With all passes for both training camp and the July 31 stadium practice claimed in under 24 hours, there’s no shortage of fan excitement as the Ravens ramp up preparations for the 2021 season next week.

But with that enthusiasm comes great expectations for a franchise that’s won 25 regular-season games over the last two years. The Ravens will not only be aiming to make the playoffs for the fourth consecutive year, but a deeper January run is in order after back-to-back exits in the divisional round. In the eyes of many, it will be Super Bowl or bust as a talented roster becomes more and more expensive.

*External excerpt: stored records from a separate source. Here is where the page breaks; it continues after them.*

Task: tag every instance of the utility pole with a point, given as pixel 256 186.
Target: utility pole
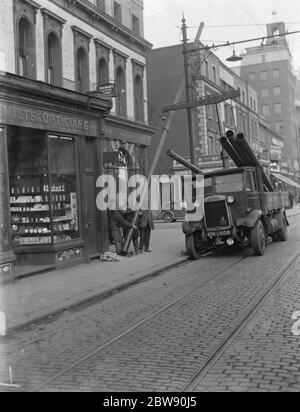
pixel 188 94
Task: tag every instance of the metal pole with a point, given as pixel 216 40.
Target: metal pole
pixel 224 155
pixel 188 94
pixel 159 150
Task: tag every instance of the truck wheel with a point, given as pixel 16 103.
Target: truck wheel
pixel 193 251
pixel 168 218
pixel 258 238
pixel 282 233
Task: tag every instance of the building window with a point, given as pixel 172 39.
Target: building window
pixel 101 4
pixel 26 49
pixel 214 75
pixel 53 60
pixel 278 127
pixel 117 12
pixel 82 79
pixel 277 91
pixel 121 107
pixel 277 108
pixel 135 24
pixel 266 110
pixel 265 92
pixel 263 75
pixel 138 99
pixel 206 69
pixel 252 77
pixel 103 71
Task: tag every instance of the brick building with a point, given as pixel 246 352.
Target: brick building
pixel 209 76
pixel 269 68
pixel 58 61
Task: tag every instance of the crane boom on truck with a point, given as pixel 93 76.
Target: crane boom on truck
pixel 241 206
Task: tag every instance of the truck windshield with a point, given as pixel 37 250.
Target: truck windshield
pixel 229 183
pixel 208 185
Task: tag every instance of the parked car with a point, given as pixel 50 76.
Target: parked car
pixel 172 211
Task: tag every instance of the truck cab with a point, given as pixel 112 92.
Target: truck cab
pixel 238 209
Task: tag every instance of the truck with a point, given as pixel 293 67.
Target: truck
pixel 241 206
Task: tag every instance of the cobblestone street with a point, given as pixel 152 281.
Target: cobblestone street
pixel 160 334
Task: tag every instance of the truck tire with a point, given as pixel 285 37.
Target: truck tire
pixel 282 233
pixel 193 251
pixel 168 217
pixel 258 238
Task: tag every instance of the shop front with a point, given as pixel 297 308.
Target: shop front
pixel 51 142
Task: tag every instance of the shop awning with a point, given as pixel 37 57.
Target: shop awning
pixel 286 180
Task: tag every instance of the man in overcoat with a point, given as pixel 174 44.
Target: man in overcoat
pixel 146 224
pixel 116 223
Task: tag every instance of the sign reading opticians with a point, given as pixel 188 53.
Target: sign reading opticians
pixel 19 115
pixel 107 89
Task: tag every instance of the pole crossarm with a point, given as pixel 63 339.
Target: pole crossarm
pixel 214 46
pixel 204 101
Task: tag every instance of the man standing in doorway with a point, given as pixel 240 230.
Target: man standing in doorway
pixel 146 224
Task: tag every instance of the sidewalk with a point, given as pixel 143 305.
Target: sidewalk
pixel 30 299
pixel 33 298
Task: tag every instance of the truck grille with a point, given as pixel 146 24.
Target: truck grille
pixel 216 214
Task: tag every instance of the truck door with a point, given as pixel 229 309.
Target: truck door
pixel 251 190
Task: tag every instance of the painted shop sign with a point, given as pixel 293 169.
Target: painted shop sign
pixel 19 115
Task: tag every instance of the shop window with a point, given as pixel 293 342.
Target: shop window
pixel 139 99
pixel 117 12
pixel 43 195
pixel 26 49
pixel 103 71
pixel 53 60
pixel 135 24
pixel 64 203
pixel 82 79
pixel 121 93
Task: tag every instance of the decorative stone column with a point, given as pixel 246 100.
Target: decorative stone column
pixel 6 253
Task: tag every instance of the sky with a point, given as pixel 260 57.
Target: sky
pixel 244 19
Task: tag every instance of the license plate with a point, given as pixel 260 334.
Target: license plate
pixel 221 233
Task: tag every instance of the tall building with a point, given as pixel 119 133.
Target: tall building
pixel 209 76
pixel 269 68
pixel 73 105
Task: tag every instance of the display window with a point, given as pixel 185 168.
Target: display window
pixel 64 204
pixel 43 188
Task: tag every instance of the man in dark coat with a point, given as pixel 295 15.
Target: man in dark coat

Ahead of the start of training camp next week, we’ll take a look at a position group for the 2021 Ravens every day:

Outside linebackers
Running backs


Projected depth chart entering training camp:
TIGHT END – Mark Andrews, Nick Boyle, Josh Oliver, Eric Tomlinson, Eli Wolf, Tony Poljan, Jake Breeland
FULLBACK – Patrick Ricard, Ben Mason

Why to be impressed: The 25-year-old Andrews has 17 touchdown receptions since the start of 2019, ranking eighth in the NFL while continuing to serve as Lamar Jackson’s most reliable target. The 2019 Pro Bowl selection also became the first tight end in franchise history to record back-to-back seasons of at least 700 receiving yards and seven touchdown catches. According to Pro Football Focus, Andrews has averaged 2.22 yards per route run over the last two years, ranking fourth among tight ends and illustrating how he’s made the most of his opportunities. Despite sustaining a season-ending knee injury in November, Boyle was graded 11th among all qualified tight ends in run blocking and 17th overall by PFF. Ricard made his second straight Pro Bowl and saw more extensive snaps as an inline tight end in addition to being one of the NFL’s best fullbacks in 2020.

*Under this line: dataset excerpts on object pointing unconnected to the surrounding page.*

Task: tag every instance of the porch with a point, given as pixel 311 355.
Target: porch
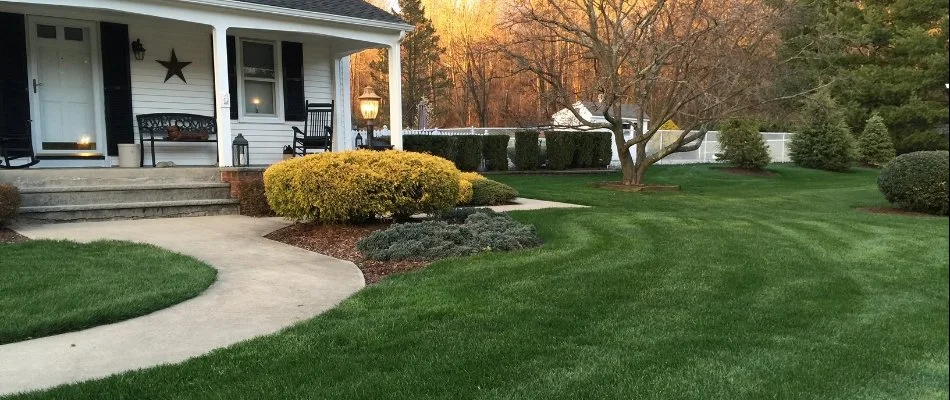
pixel 72 84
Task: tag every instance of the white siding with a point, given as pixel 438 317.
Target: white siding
pixel 267 140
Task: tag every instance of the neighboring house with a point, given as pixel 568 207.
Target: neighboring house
pixel 594 112
pixel 71 80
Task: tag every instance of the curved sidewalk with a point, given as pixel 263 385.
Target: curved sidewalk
pixel 262 286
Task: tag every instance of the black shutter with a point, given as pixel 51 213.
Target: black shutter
pixel 14 78
pixel 117 82
pixel 232 76
pixel 294 102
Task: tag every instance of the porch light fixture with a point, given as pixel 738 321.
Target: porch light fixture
pixel 369 107
pixel 138 50
pixel 240 151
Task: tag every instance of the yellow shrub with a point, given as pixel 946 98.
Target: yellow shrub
pixel 472 176
pixel 353 186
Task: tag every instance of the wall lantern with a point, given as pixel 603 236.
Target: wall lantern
pixel 240 151
pixel 138 50
pixel 369 107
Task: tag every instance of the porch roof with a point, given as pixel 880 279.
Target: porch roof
pixel 346 8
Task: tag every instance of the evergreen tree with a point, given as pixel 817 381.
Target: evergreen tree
pixel 824 140
pixel 885 56
pixel 423 74
pixel 874 146
pixel 742 145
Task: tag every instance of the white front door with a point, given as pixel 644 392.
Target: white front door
pixel 65 88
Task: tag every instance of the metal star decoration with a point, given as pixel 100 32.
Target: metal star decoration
pixel 175 67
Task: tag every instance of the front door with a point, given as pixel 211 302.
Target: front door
pixel 64 87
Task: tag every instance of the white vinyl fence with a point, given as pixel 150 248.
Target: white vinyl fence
pixel 777 143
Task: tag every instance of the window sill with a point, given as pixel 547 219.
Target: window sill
pixel 260 120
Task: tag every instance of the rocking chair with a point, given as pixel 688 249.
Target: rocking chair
pixel 317 130
pixel 13 147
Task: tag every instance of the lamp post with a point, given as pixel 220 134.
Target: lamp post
pixel 369 108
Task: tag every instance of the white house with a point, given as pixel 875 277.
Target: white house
pixel 72 82
pixel 594 112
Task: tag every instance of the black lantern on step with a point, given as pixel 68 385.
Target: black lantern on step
pixel 240 151
pixel 138 50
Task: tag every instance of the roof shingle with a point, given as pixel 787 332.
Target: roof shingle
pixel 345 8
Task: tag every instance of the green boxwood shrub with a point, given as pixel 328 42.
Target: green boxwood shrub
pixel 560 149
pixel 486 192
pixel 495 151
pixel 9 202
pixel 824 141
pixel 437 145
pixel 468 152
pixel 527 151
pixel 917 182
pixel 481 231
pixel 741 144
pixel 875 147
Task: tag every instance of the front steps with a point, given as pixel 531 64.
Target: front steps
pixel 86 194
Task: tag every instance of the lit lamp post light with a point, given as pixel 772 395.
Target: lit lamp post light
pixel 369 108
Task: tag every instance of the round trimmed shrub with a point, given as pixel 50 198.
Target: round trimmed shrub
pixel 486 192
pixel 355 186
pixel 9 202
pixel 917 182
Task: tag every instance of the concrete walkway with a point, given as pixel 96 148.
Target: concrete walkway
pixel 262 286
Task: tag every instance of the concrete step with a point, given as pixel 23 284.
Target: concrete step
pixel 71 177
pixel 151 209
pixel 111 194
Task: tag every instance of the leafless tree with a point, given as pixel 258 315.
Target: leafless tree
pixel 693 61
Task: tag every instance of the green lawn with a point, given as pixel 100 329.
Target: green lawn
pixel 735 288
pixel 49 287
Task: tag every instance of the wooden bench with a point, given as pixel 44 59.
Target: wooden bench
pixel 175 128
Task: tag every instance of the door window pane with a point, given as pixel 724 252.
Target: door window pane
pixel 259 98
pixel 259 60
pixel 75 34
pixel 46 31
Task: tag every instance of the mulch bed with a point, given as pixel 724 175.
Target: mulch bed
pixel 339 241
pixel 747 172
pixel 620 187
pixel 9 236
pixel 896 211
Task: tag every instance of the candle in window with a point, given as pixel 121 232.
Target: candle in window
pixel 84 142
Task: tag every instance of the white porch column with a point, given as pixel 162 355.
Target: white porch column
pixel 395 96
pixel 343 138
pixel 222 97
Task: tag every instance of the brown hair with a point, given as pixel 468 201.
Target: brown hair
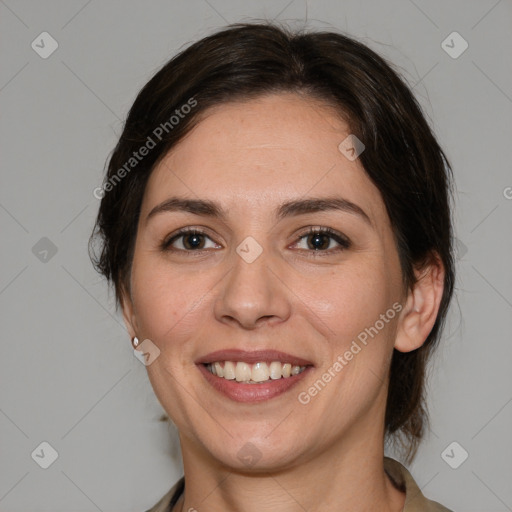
pixel 401 157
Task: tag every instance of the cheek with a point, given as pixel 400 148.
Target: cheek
pixel 165 300
pixel 352 298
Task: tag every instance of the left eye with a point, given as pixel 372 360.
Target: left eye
pixel 321 240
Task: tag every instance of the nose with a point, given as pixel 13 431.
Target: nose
pixel 253 294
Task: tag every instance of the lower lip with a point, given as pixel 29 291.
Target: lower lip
pixel 243 392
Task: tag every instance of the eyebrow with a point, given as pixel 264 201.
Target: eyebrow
pixel 288 209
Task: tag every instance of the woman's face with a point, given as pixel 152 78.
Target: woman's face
pixel 255 280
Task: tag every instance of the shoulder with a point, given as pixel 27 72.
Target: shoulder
pixel 166 503
pixel 415 501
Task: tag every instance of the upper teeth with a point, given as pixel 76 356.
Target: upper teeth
pixel 258 372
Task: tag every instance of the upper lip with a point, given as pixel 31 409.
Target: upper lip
pixel 251 357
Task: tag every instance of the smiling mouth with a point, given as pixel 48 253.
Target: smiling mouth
pixel 256 373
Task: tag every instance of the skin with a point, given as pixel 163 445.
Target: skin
pixel 328 454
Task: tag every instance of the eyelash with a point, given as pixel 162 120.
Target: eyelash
pixel 343 242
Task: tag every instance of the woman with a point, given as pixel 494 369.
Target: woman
pixel 276 222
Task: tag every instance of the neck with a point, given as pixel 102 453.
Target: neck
pixel 348 476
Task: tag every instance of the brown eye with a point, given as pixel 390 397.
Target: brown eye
pixel 324 240
pixel 189 240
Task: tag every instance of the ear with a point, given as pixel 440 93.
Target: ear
pixel 420 312
pixel 127 306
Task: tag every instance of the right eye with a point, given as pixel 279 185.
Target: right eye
pixel 192 240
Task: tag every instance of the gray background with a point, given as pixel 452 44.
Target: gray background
pixel 68 375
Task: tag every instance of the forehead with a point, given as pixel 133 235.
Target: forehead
pixel 258 153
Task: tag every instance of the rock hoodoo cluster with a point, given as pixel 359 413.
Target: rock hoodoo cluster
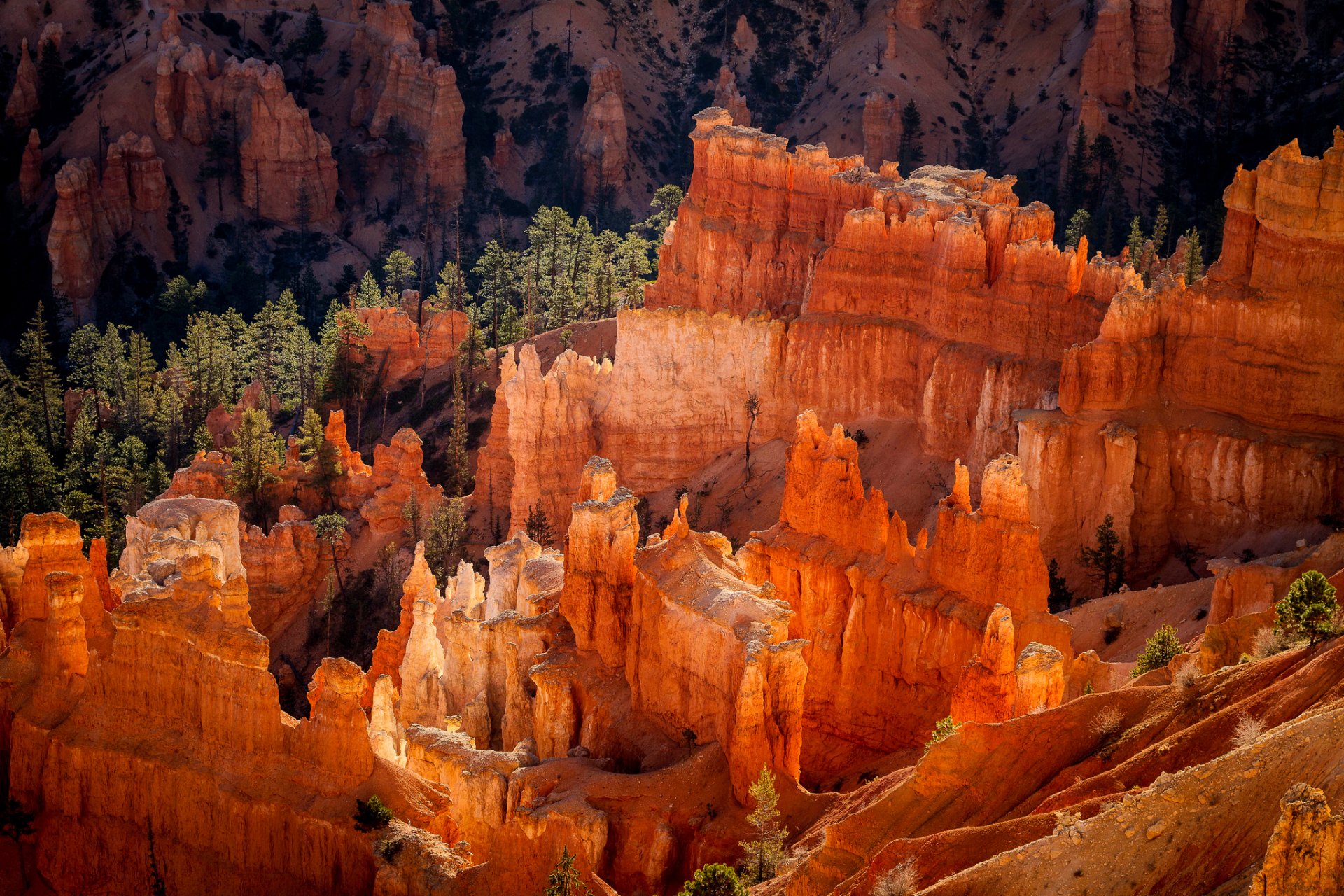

Why to be concerned: Despite the offseason updates from John Harbaugh sounding positive, Boyle was placed on the active physically unable to perform list this week, and it remains unclear when he’ll be ready to return to the practice field. How close he’ll be to 100 percent for the start of the season has to be a concern considering how critical he is as a blocker for the running game. There is quite an inventory of young tight ends on the 90-man roster, but none are proven enough to state with confidence that the Ravens will find a formidable No. 3 option, something they lacked last year after the offseason trade of 2018 first-round pick Hayden Hurst.

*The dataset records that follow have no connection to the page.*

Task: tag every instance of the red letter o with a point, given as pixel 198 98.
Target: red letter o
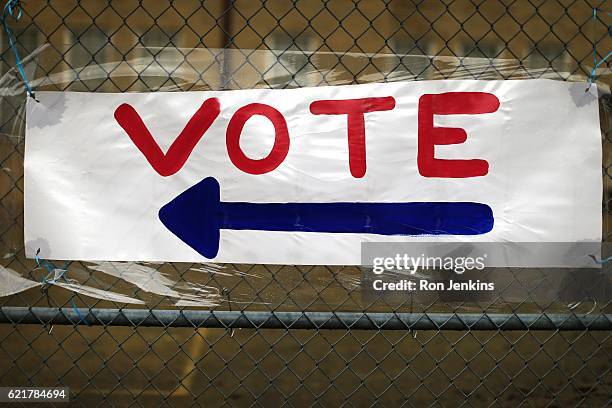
pixel 281 139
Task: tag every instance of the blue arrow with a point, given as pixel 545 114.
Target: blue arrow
pixel 197 215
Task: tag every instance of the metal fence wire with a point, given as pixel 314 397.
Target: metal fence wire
pixel 176 334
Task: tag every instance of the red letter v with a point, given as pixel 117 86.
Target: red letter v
pixel 178 153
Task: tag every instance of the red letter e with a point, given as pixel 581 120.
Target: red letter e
pixel 451 103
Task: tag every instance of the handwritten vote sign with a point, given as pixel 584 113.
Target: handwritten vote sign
pixel 304 176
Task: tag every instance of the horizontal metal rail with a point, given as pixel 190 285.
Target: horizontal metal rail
pixel 303 320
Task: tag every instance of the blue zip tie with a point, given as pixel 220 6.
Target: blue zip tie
pixel 50 268
pixel 597 64
pixel 10 8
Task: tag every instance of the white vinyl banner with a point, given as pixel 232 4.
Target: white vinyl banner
pixel 304 176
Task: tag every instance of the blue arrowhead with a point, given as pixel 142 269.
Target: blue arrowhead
pixel 197 215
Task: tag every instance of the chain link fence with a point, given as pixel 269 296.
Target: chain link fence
pixel 176 334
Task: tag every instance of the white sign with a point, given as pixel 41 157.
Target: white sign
pixel 303 176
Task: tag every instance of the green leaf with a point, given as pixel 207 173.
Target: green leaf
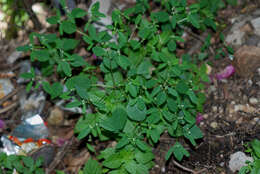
pixel 142 145
pixel 98 51
pixel 123 61
pixel 135 113
pixel 41 55
pixel 92 167
pixel 131 167
pixel 68 27
pixel 173 22
pixel 194 20
pixel 28 161
pixel 132 89
pixel 256 147
pixel 122 39
pixel 53 20
pixel 160 98
pixel 171 45
pixel 168 116
pixel 135 44
pixel 91 148
pixel 182 87
pixel 78 61
pixel 116 122
pixel 179 151
pixel 27 75
pixel 83 133
pixel 67 44
pixel 78 13
pixel 169 153
pixel 113 162
pixel 29 86
pixel 196 132
pixel 73 104
pixel 66 68
pixel 144 158
pixel 123 142
pixel 160 16
pixel 24 48
pixel 193 97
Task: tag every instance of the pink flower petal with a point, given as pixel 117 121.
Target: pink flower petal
pixel 199 118
pixel 2 124
pixel 227 72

Big question: How will the numbers shake out at these positions?

Assuming good health by the end of summer, Andrews, Boyle, and Ricard are the obvious roster locks, but how the rest of the tight end and fullback group shakes out will be interesting with much hinging on the development of the fifth-round rookie Mason. The Ravens are officially listing the Michigan product as a tight end, but is Mason really a viable No. 3 or a somewhat redundant backup to Ricard, who is entering the final year of his contract. Oliver, a former third-round pick acquired from Jacksonville in March, flashed some during spring workouts, but injuries have stunted his development to this point in his career. The need to recreate the three-headed monster at tight end that was a major part of the offense’s identity two years ago won’t be as strong if the substantial investments made at wide receiver pay off, but this position will feel unsettled until Boyle is back to full health.

Prediction: Andrews will be named to his second Pro Bowl in three years and catch at least seven touchdowns for the third straight season to position himself for a big payday if a contract extension doesn’t come before then.